So what they're doing instead is talking to the current audience and telling them what they want to hear. Except every once in a while on VOYAGER when something more profound comes through - there are people still there who are carving out a new frontier of fiction.

Now, I have always HATED Q - (not the actor or even the character - but the CONCEPT). For dramatic reasons, when a writer creates a HERO with SUPERPOWERS, that hero's concept-design has to have a FLAW - an Achilles' heel.

The essence of drama is conflict - the all-powerful all-knowing have no conflicts because nothing can successfully oppose them so they never worry they might lose the battle.

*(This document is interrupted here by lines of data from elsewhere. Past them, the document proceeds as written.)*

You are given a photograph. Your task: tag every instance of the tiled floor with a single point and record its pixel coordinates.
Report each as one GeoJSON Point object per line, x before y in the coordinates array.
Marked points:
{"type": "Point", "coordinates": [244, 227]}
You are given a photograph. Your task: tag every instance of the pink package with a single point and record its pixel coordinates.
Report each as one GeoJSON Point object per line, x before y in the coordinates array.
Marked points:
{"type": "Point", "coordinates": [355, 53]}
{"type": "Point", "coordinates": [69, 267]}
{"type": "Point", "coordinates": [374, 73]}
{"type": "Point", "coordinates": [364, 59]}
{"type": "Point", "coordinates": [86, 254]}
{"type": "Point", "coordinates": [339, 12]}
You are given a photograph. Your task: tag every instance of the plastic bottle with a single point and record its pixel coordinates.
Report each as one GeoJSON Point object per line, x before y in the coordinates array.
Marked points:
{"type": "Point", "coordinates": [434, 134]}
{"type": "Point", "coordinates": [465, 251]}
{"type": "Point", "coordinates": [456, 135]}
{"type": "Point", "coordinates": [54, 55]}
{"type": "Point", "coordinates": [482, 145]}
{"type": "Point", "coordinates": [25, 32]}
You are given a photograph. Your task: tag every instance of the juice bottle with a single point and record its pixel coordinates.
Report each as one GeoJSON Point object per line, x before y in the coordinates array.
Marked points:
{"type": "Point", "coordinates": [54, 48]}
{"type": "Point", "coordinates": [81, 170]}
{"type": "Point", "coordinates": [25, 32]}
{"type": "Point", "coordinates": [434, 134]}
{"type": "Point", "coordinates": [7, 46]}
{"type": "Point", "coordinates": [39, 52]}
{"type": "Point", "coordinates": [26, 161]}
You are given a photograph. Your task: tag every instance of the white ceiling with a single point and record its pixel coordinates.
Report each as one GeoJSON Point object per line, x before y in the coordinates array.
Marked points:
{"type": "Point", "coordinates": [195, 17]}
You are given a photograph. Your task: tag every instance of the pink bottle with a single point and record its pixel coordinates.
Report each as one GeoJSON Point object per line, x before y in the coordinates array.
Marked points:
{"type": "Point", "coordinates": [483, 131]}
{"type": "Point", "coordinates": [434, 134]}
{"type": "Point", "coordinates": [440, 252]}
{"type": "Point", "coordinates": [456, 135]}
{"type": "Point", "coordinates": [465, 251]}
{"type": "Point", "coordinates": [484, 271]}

This episode of VOYAGER finally showed us the Q Continuum with a Q Continuum sized PROBLEM. Unfortunately, an hour of tv time in which the formula requires NO CHANGE BE PERMANENT isn't enough to solve a Q Continuum sized problem. Without story-arc potential, there's no way to address a Q Continuum sized problem. So we got that wimpish ending.

Q is not a character that belongs in any episodic anthology-format tv show. It's a conceptual mismatch - an error of the writers craft. An artistic disaster. Giving Q a personality problem doesn't help much.

Now I'll read Part Two - part One hit a button or two didn't it? LL&P Jacqueline Lichtenberg

Subj: Re:Overanalysis? Date: 96-12-09 19:54:02 EST From: AmbrovZeor

WWeisberg:

I believe I have pointed out on many occasions - not sure if in this thread on B5 vs VOYAGER - that TV as the medium shapes these products more than the author's desire to make a statement.

I would very much appreciate it if you would either send me your post as an email or allow me to cut and paste it - and repost it to the Sime~Gen Listserve where I have a writing workshop running by email.

If you check my 9 part post in one of the other folders here - I think DEATH OF SF ON TV - you'll see a post from that workshop in which was trying to explain the process from another point of view.

It is an abstract point that MUST be grasped before a writer can make the leap from fan fiction to professional fiction.

Now, as to how deeply one is justified in analyzing something as inherently trivial and unartistic as a TV show (or series) -- weelllll I wrote a whole book on that point. STAR TREK LIVES!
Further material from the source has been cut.